One of the key legal features of an LLC is that, like a corporation, it protects its owners from the liabilities and debts of the business. This means that if the LLC were unable to pay its outstanding financial obligations, the creditors cannot sue the owners of the business to make up the difference. But if a member cosigned a loan or voluntarily promised that he would pay any of the LLC’s obligations, he is no longer protected from those liabilities.
Piercing the Veil
Under certain circumstances the members of an LLC can be held responsible for the financial obligations of the business. Since the LLC normally acts as a partition between the members and the debts, when a member is found liable for the business’s debts it is called “piercing the veil.” If the members of the LLC misuse the business’s funds or use the LLC in a way that defrauds others, the members can be held personally liable for any of the LLC’s liabilities. Also, if the members do not make a reasonable initial investment in the business or attempt to observe the formalities of maintaining an LLC, such as keeping good financial records, the members can be held personally liable for the business’s liabilities.

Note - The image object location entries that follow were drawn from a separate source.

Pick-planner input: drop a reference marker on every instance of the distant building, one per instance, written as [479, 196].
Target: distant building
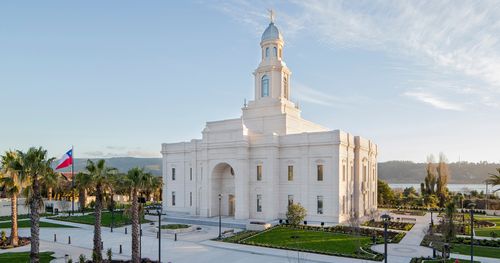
[270, 157]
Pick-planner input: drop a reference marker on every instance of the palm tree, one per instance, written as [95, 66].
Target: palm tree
[83, 182]
[152, 185]
[100, 175]
[494, 179]
[34, 165]
[136, 180]
[13, 185]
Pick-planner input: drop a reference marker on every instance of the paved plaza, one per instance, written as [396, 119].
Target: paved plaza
[197, 246]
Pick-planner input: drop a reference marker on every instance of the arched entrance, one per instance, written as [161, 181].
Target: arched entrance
[223, 183]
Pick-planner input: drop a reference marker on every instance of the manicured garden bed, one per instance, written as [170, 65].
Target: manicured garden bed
[429, 260]
[89, 219]
[313, 241]
[460, 245]
[409, 212]
[492, 230]
[391, 225]
[23, 216]
[45, 257]
[338, 240]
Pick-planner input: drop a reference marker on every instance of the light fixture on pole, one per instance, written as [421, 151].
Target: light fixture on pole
[159, 213]
[220, 219]
[386, 219]
[471, 210]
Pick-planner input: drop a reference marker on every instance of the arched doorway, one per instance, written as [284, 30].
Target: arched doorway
[223, 183]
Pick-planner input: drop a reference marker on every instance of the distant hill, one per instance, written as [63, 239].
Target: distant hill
[391, 171]
[410, 172]
[123, 164]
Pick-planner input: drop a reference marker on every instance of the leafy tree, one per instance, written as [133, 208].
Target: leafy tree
[100, 174]
[385, 195]
[494, 179]
[12, 184]
[430, 179]
[443, 176]
[296, 214]
[449, 230]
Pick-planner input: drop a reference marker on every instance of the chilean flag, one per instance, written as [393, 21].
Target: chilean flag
[66, 160]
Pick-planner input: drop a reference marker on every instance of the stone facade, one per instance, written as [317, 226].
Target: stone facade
[270, 157]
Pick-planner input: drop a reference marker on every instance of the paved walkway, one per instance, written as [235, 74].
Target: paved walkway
[198, 247]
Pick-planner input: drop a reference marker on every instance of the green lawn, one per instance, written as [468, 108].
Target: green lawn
[21, 257]
[23, 216]
[451, 260]
[27, 223]
[480, 251]
[486, 231]
[313, 241]
[89, 219]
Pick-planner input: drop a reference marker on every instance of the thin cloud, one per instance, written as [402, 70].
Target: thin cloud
[438, 39]
[434, 101]
[310, 95]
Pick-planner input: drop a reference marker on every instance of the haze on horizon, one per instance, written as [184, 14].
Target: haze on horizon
[118, 78]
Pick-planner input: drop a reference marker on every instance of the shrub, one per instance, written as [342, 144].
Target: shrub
[82, 258]
[295, 214]
[109, 253]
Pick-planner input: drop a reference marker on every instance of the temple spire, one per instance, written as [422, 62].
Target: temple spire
[272, 15]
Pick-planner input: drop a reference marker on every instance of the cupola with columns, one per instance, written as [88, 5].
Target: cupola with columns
[272, 77]
[272, 111]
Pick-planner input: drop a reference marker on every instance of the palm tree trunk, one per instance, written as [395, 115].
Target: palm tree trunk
[97, 253]
[81, 200]
[14, 238]
[135, 228]
[35, 218]
[49, 193]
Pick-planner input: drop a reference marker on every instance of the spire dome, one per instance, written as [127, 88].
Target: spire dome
[271, 32]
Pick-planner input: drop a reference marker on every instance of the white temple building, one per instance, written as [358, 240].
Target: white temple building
[270, 157]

Member vs. Manager-Managed
There are two types of LLC. A member-managed LLC is run by the members. Each member can enter into contracts on the LLC's behalf and can dictate how the business is run. A manager-managed LLC is run by select representatives. The members cannot enter into contracts on behalf of the LLC and cannot influence the day-to-day business of the LLC unless they were selected as a manager by the other members. Manager-managed LLCs are generally used when some of the members are meant to be passive investors or are unprepared to make business decisions.

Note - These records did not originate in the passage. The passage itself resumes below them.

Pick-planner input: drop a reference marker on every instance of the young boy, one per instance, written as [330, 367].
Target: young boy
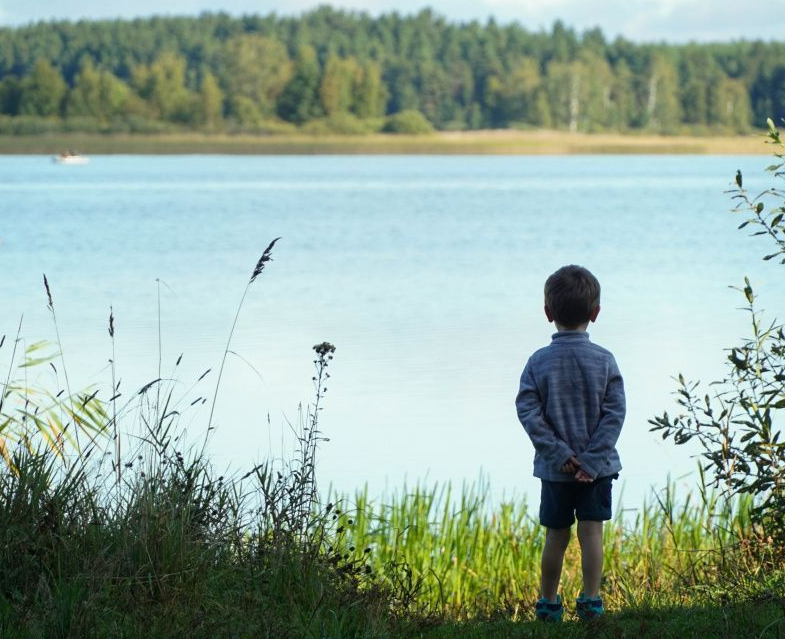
[571, 404]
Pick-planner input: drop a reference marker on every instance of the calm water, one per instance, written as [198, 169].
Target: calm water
[426, 272]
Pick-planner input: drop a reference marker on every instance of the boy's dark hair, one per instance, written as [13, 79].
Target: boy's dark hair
[572, 293]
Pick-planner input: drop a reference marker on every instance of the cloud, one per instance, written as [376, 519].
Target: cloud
[647, 20]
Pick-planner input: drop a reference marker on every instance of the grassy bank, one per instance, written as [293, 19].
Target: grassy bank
[478, 142]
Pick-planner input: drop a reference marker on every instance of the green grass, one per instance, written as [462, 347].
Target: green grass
[148, 540]
[509, 142]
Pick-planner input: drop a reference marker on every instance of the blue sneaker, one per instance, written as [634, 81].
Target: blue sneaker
[547, 610]
[589, 607]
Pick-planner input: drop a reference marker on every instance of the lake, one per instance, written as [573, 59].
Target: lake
[425, 272]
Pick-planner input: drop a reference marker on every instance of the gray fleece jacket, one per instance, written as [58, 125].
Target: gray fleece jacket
[571, 402]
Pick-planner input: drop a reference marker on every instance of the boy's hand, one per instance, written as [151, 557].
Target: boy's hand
[572, 466]
[583, 477]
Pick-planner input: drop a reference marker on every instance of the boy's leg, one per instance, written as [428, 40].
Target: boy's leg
[556, 542]
[590, 538]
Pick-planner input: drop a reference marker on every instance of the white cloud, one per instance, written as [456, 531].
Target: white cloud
[674, 20]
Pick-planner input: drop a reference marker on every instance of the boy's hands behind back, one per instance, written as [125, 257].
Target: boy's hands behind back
[573, 467]
[583, 477]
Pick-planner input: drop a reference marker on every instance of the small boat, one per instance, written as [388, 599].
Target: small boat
[70, 157]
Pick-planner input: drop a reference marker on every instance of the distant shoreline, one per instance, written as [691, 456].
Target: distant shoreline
[492, 142]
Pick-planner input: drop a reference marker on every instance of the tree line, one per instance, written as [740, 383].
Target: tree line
[332, 70]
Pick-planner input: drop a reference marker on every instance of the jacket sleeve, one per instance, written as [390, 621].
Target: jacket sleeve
[603, 439]
[552, 448]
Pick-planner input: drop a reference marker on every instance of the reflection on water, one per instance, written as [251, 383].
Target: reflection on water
[426, 272]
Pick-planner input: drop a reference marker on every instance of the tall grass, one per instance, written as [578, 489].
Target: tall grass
[156, 543]
[456, 556]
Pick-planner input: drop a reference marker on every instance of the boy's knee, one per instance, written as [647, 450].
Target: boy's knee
[588, 528]
[559, 536]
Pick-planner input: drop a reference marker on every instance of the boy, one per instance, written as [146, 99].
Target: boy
[571, 404]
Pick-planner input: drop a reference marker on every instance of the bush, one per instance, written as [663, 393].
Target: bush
[739, 425]
[409, 122]
[342, 124]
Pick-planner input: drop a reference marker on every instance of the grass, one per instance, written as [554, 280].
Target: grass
[152, 542]
[505, 142]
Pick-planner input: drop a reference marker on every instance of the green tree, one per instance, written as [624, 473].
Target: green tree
[370, 94]
[162, 85]
[255, 68]
[338, 85]
[10, 95]
[299, 101]
[662, 111]
[737, 420]
[729, 104]
[98, 94]
[43, 91]
[210, 102]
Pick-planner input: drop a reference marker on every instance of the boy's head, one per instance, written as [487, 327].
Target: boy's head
[572, 297]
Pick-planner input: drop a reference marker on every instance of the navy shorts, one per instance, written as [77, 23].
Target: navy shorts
[561, 502]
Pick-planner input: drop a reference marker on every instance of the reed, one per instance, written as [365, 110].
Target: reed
[156, 543]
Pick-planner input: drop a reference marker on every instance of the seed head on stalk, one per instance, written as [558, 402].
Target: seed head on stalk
[266, 257]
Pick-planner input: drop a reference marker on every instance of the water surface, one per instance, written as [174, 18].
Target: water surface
[425, 272]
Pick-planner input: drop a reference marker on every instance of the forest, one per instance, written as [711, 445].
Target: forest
[333, 71]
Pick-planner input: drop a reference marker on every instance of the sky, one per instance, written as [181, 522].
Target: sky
[638, 20]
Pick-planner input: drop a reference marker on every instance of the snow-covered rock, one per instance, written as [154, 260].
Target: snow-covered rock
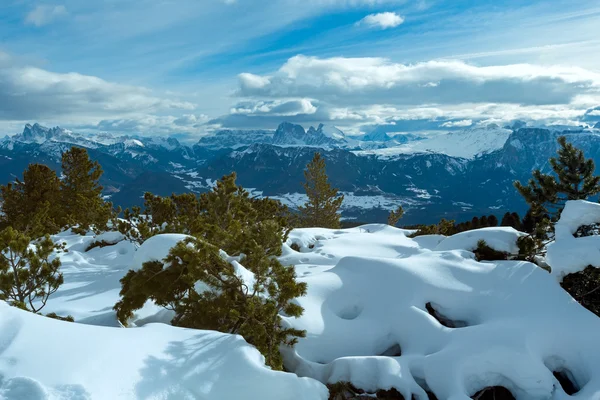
[368, 322]
[42, 358]
[156, 249]
[498, 238]
[568, 254]
[382, 310]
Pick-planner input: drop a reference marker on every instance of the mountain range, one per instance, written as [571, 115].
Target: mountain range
[454, 175]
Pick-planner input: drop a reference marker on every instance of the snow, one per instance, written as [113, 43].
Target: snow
[568, 254]
[156, 249]
[520, 324]
[71, 361]
[367, 314]
[498, 238]
[468, 143]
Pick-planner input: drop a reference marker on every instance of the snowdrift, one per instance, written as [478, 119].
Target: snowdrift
[568, 254]
[382, 311]
[42, 358]
[377, 315]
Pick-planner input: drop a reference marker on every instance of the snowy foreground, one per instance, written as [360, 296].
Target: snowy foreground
[375, 313]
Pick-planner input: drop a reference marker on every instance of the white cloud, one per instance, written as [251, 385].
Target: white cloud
[354, 81]
[45, 14]
[281, 108]
[384, 20]
[456, 124]
[191, 120]
[29, 93]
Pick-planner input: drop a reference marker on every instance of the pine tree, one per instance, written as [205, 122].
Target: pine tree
[31, 205]
[573, 179]
[252, 229]
[321, 209]
[81, 192]
[395, 216]
[28, 276]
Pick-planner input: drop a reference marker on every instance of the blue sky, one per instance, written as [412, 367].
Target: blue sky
[188, 66]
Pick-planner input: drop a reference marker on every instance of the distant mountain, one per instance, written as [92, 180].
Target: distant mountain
[233, 139]
[455, 175]
[467, 143]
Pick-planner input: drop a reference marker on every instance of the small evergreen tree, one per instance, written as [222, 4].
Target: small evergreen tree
[323, 204]
[573, 179]
[513, 220]
[81, 192]
[227, 219]
[28, 276]
[483, 222]
[395, 216]
[32, 205]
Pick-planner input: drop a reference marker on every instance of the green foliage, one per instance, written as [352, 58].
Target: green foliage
[321, 209]
[222, 216]
[30, 205]
[295, 247]
[225, 218]
[444, 227]
[483, 252]
[573, 179]
[28, 273]
[584, 286]
[395, 216]
[68, 318]
[81, 194]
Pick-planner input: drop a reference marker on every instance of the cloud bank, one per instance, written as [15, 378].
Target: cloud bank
[384, 20]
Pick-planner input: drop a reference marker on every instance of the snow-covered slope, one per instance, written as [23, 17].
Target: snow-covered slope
[42, 358]
[371, 293]
[382, 311]
[568, 254]
[467, 143]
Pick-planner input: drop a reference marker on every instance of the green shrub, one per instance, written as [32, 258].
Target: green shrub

An LLC can be taxed as a partnership, corporation or sole proprietorship. If the LLC has only one member, it will generally be taxed as a sole proprietorship by default; if it has more than one member it will generally be taxed as a partnership. If the LLC is taxed as a sole proprietorship or partnership, the LLC itself is not taxed, but the business’s income and losses are divided amongst the members who include those on their personal returns.